At the time of recruitment of the cohort (i.e. at baseline), we will generally collect information on the predictor, or whichever factors that we think might be relevant. After recruitment, it would be a follow-up game, during which we gather information to know whether and when these outcomes happen. The total period or the frequency of follow up is largely decided by how often and how long it is required for the outcomes to happen. If the outcome changes frequently, such as numbers of inflamed joints, then a sensible frequency of follow up (such as every 3 months) is needed to capture these changes.
It would be smart to obtain sufficient consent at the beginning of the study as to how often, and in which way, the participants are likely to be followed up. Sometimes participants can agree to share their medical records in the next few years at the very beginning, if the outcome is something that can be captured there.
Repeat observations for exposures
Compared to follow up for outcomes, follow up for exposures (or predictors) is a much more interesting business, but is not that generally appreciated when we apply for funding. The reason that it is interesting is because it leads to more creative questions, and not everyone has the imagination to ask these questions or have the set of minds to comprehend why these questions can be important.
Without a repeat observation for exposures, what we are left is a snapshot of exposure at baseline. If a high expression of interferon-gamma receptors at baseline is associated with a poor outcome of rheumatoid arthritis, what we know is that high expression of interferon-gamma receptors at baseline is a predictor of poor outcome over the period of time. It can be interpreted pretty much care-free if you are a statistician. Nothing more. Nothing less.

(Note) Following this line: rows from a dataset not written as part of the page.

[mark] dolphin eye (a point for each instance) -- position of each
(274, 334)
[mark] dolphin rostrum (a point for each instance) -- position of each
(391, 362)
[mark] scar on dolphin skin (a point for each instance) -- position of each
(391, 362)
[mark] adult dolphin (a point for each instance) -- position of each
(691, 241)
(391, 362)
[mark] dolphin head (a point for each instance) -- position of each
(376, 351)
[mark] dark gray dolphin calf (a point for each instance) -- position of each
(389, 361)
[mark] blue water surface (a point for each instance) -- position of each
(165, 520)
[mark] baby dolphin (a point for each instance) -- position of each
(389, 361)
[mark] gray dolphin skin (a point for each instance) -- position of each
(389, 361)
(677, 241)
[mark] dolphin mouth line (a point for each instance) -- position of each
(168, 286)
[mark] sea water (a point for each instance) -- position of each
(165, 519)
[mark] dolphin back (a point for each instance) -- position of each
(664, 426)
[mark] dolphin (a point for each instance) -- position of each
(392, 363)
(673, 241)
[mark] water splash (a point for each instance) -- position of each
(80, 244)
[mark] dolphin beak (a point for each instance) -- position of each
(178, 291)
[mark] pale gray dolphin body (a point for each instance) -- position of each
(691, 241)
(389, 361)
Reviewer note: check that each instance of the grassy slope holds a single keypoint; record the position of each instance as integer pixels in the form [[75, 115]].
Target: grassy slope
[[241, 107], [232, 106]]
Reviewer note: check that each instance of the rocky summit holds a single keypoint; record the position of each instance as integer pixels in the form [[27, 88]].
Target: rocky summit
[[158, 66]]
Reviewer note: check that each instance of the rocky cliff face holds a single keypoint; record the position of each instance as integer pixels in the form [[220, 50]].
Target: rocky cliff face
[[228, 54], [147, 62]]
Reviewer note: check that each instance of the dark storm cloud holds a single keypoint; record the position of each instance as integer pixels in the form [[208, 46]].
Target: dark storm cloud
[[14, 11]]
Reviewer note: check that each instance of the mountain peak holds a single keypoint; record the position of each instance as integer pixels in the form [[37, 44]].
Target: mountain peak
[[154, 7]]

With repeat observations, we are asking questions about details that can reveal more truth behind the biology. We would like to know how stable the expression of interferon-gamma receptors is over time, because if it is fairly volatile, a one-off measure of the expression at the baseline is not representative of the level of the period, and we would want to know whether those who remain high expression over time tend to have even poorer outcome. We would probably also like to know whether the change of expressions reflect treatment over time, and whether the risk of poor outcome can be reversed when the expression was lowered.
Short-term or long-term questions on repeat observations for exposure
If these all sounds very complex but you do wish to explore the power of repeat observations, let me oversimplify by emphasising there are two types of questions here that one should not be getting confused with.
The first question is a short-term association, in which we ask whether a recent exposure or a recent characteristic (such as obesity) can be a predictor of the outcome. In this case, the repeat observations are useful because we can have the most up-to-date information so that we can actually investigate the question about this short-term association.
The second question can also be benefited from updating of exposure information from time to time, but instead we ask a question about a long-term association. We ask whether an exposure or a characteristic can predict the outcome in a longer-term, for example whether obesity can predict heart attack in 10 years. In this case, the repeat observations are useful because we can explore whether the obesity characteristic is stable over time in this population, but we do not use the most recent information to do the prediction. We can use the baseline information, or sometimes there are statistical methods to be used to investigate the long-term association with a ‘usual’ body size.
It is quite common that a reviewer of your research article just randomly throw you a question asking why you should or should not use updated information in your analysis. Remember to stand your ground and not to be easily swayed.